Cancer is a complex trait affected by the interaction of numerous somatically acquired genetic and epigenetic lesions influenced by underlying germline genetic polymorphisms. Given that the most effective disease intervention is prevention, the detection of germline cancer susceptibility loci is a growing focus of several genome-wide association studies (GWASs). A consistent theme elaborating from these efforts is that common cancer risk alleles are, for the most part, located in intergenic and intronic chromosomal regions with unknown functions (Hindorff et al., 2011). Thus, the nature of the allele does not usually reveal much about the biology of the disease.
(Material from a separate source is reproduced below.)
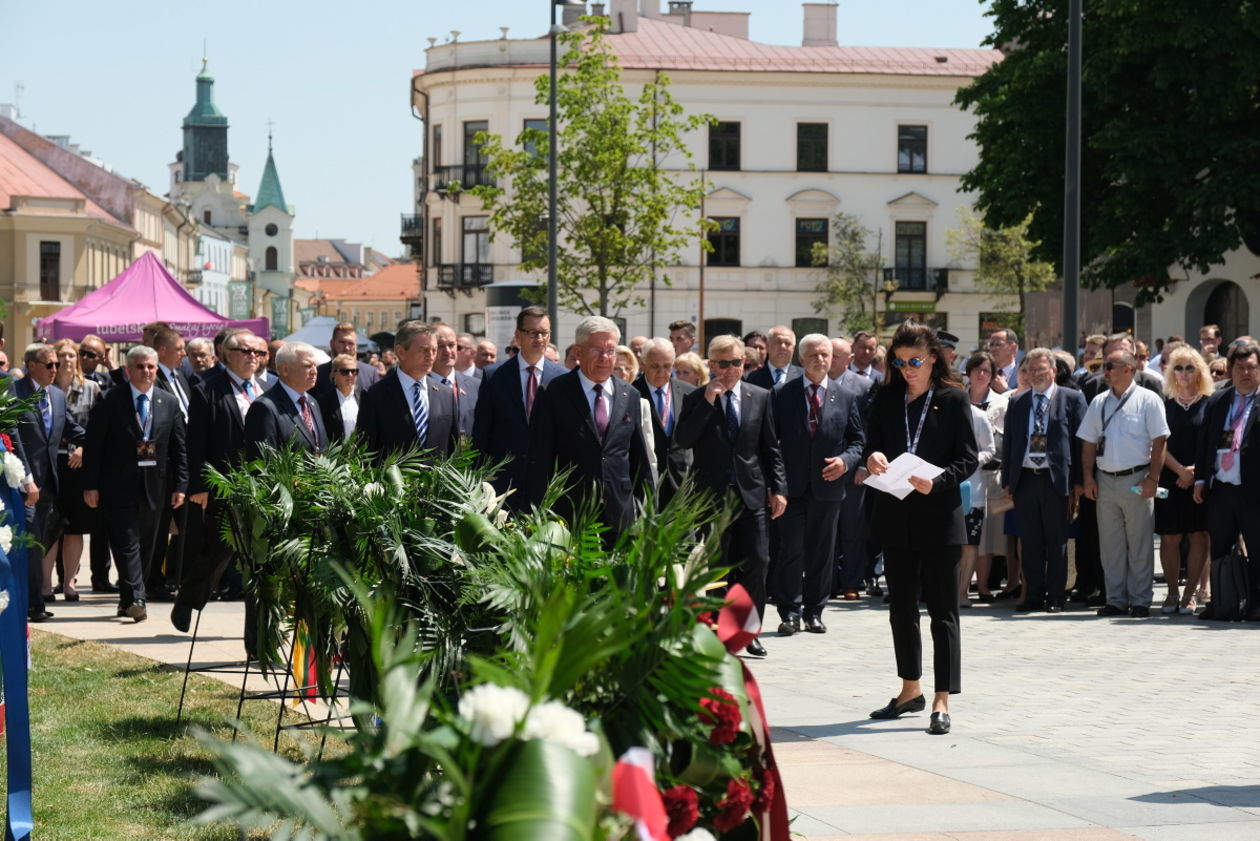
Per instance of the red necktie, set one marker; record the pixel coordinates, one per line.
(531, 390)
Extensive public efforts supporting large-scale, high-resolution annotation of cancer genomes can be leveraged to identify genes that are directly modulated by cancer risk loci. For example, The Cancer Genome Atlas (TCGA) generates comprehensive profiles of gene expression, epigenetic modifications, copy-number variation, and somatic mutations in tumors together with matched constitutional DNA sequence information. Application of these kinds of orthogonal data sets to GWAS has lead to the identification of 3 of the 19 colorectal cancer risk alleles (Loo et al., 2012), 3 of the 12 chronic lymphocytic leukemia/small lymphocytic leukemia risk alleles (Sillé et al., 2012), and two completely linked risk loci in lung cancers of nonsmokers (Li et al., 2010) as cis-acting expression quantitative trait loci (eQTLs), genomic loci that regulate mRNA abundance.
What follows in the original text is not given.